Кира, ни слова не говоря, вскочила со стула и выбежала из комнаты. Через мгновение вернулась обратно. В руках у нее снова был синий альбом с институтскими фотографиями.
– По-моему, существуешь. Ты есть на снимках, а Мили нет, – пояснила она, заметив непонимание во взгляде Дениса.
– А Леня есть? – спросил Дэн.
– Леня есть. Он же умер в
– Как это радует! Значит, умру как Ленька. В наши дни. Хоть помнить кто-то будет после смерти.
– Прекрати, Денис! – жестко бросила Кира. – Никто больше не умрет. Мы что-нибудь придумаем, мы же теперь хоть что-то знаем. И вешаться не собираемся. Нельзя отчаиваться.
– Извини, – проворчал Денис после короткой паузы.
– Если хочешь, можем позвонить твоим родителям. Посмотрим, что они скажут. Или кому-нибудь с работы, – дрожащим голосом предложила Эля.
– А что? Это идея. Давайте попробуем, – согласился Денис. Вытащил свой сотовый, набрал номер и протянул телефон Элке. – Подойдут мать или отец, попроси меня к телефону. Если что, скажешь, ошиблась номером.
– Але, – густым басом ответила трубка.
– Добрый вечер! – Элкин голос звучал спокойно и вполне естественно. – Можно попросить к телефону Дениса?
– Дениса? А кто его спрашивает?
– Эльвира Яруллина. Мы с ним учились вместе, – не стала врать Эля.
– Вы знаете, уважаемая Эльвира, – размеренно начал отец, – а он ведь не подошел еще. На работе. Вы номер оставьте, и я передам, чтобы он вам перезвонил.
– Значит, он на работе? Тогда передайте ему, что я звонила, хорошо? Всего доброго.
– По крайней мере, мы знаем, что у тебя есть работа, – заметила Кира.
– А отец и не удивился, что ты туда позвонила, – задумчиво проговорил Денис, – получается, я живу с родителями.
– Выходит, так.
За невеселыми разговорами они быстро доели ужин. Получилось вкусно, но никто этого не заметил. Выпитая бутылка коньяка тоже пропала даром: в головах не зашумело, желанного забытья, пусть и кратковременного, не наступило.
Встав из-за стола, инстинктивно разделились: каждому хотелось побыть наедине с собой, осмыслить происходящее. Кира занялась уборкой кухни, отказавшись от помощи Эльвиры. Денис отправился принимать душ. Эля притихла в комнате.
Наспех зализав душевные раны, все трое опять собрались вместе, за пустым кухонным столом.
– Что теперь станем делать? Какие предложения?
– Я тут подумал, – Денис сцепил руки в замок, – и вы, наверное, со мной согласны, раз уж все началось после нашей поездки за город, логично считать ее отправной точкой всего этого кошмара. Так?
Девушки кивнули.
– Так вот, если все дело в месте, где мы были, тогда давайте узнаем о нем побольше. Все равно надо с чего-то начинать. Кира, у тебя есть доступ в Интернет?

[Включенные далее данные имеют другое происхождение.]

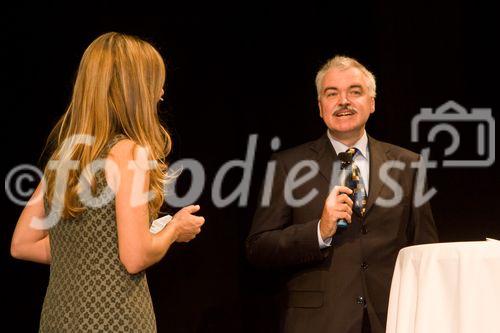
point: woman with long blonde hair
(90, 216)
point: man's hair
(343, 62)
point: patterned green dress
(89, 288)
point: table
(446, 287)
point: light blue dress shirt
(362, 160)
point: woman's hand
(187, 225)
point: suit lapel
(377, 158)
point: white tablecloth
(446, 287)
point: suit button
(360, 300)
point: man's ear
(320, 109)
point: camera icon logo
(453, 113)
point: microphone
(345, 162)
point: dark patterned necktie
(354, 181)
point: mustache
(343, 108)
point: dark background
(235, 70)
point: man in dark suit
(338, 279)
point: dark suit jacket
(323, 287)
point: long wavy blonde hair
(118, 85)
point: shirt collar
(361, 144)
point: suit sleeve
(422, 227)
(274, 242)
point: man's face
(345, 103)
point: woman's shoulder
(125, 149)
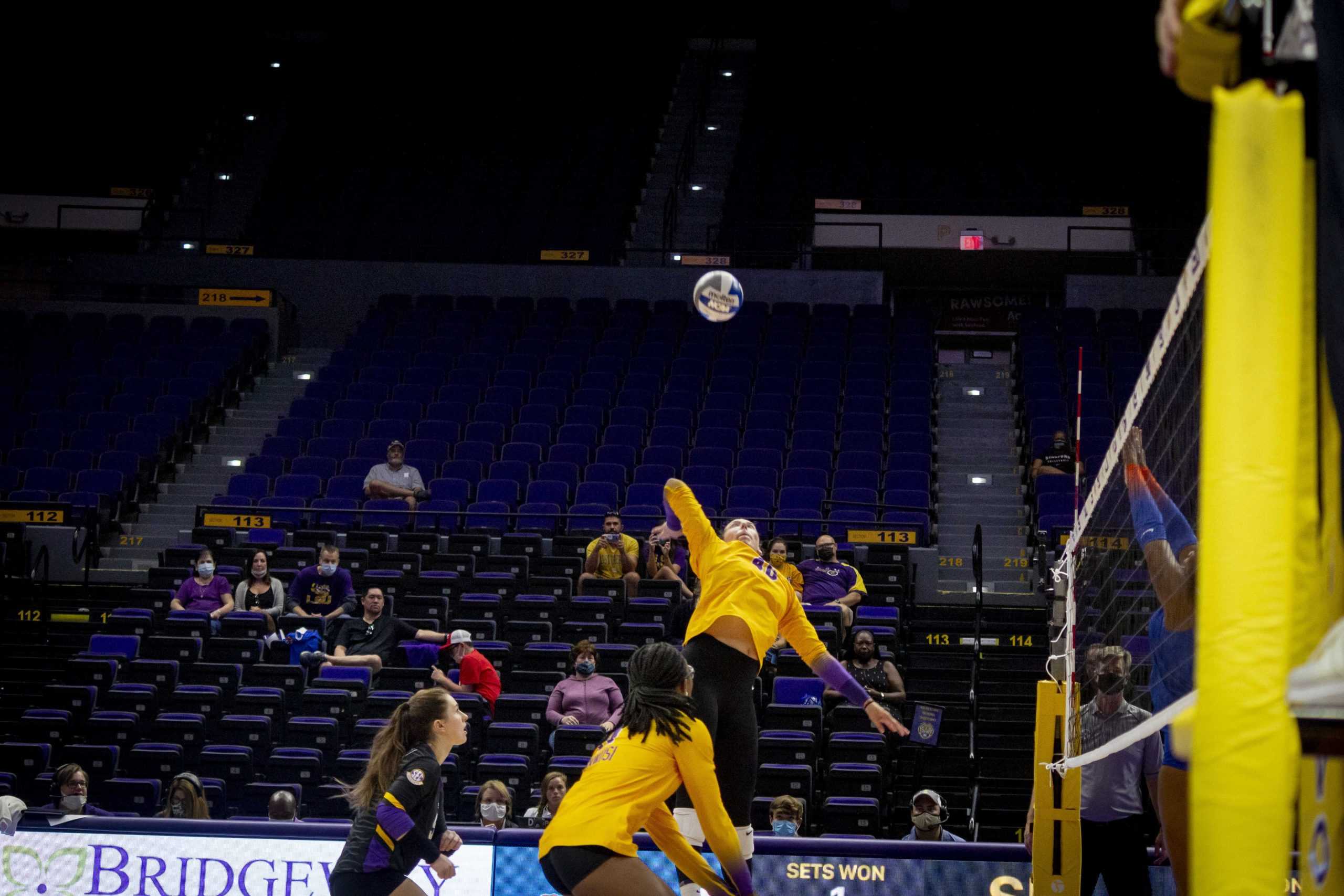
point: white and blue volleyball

– Конечно. Сейчас принесу ноутбук.
– Кто-нибудь помнит, как оно называлось? Я, например, нет, – огорченно сказала Эля.
– Я тоже. – Кира установила ноутбук на столе.
– Не волнуйтесь, я помню. Кара-Чокыр.
– Татарское название. Вот, все готово, сейчас загрузится. Эль, ты не знаешь, как это переводится?
Эльвира покачала головой.
– Без понятия. Я же не знаю татарского, ты что, забыла?
Эльвира Амировна Яруллина была наполовину русской, по матери. Отец, хотя и был татарином, родной язык знал плохо. Мог с грехом пополам объясниться на бытовом уровне, но не более того. Поэтому Элка, воспитывающаяся в семье, где говорили исключительно по-русски, татарского языка не знала вовсе.
Как и любой человек, родившийся и живущий в Татарстане, она понимала, что «икмэк» означает «хлеб», «хазер» – «сейчас», а «эни» – «мама». То есть знала десятка два наиболее употребляемых слов, которые слышишь с детства и начинаешь понимать вне зависимости от национальности и желания выучить язык.
Эльвира считала себя больше русской, чем татаркой, несмотря на фамилию-имя-отчество. Она не знала ни языка, ни обычаев, ни культуры татарского народа. Когда ей было лет десять, родители планировали переехать из Казани в Нижний Новгород: на родину мамы. В Нижнем жили бабушка, дедушка и тетя Инга, родная мамина сестра.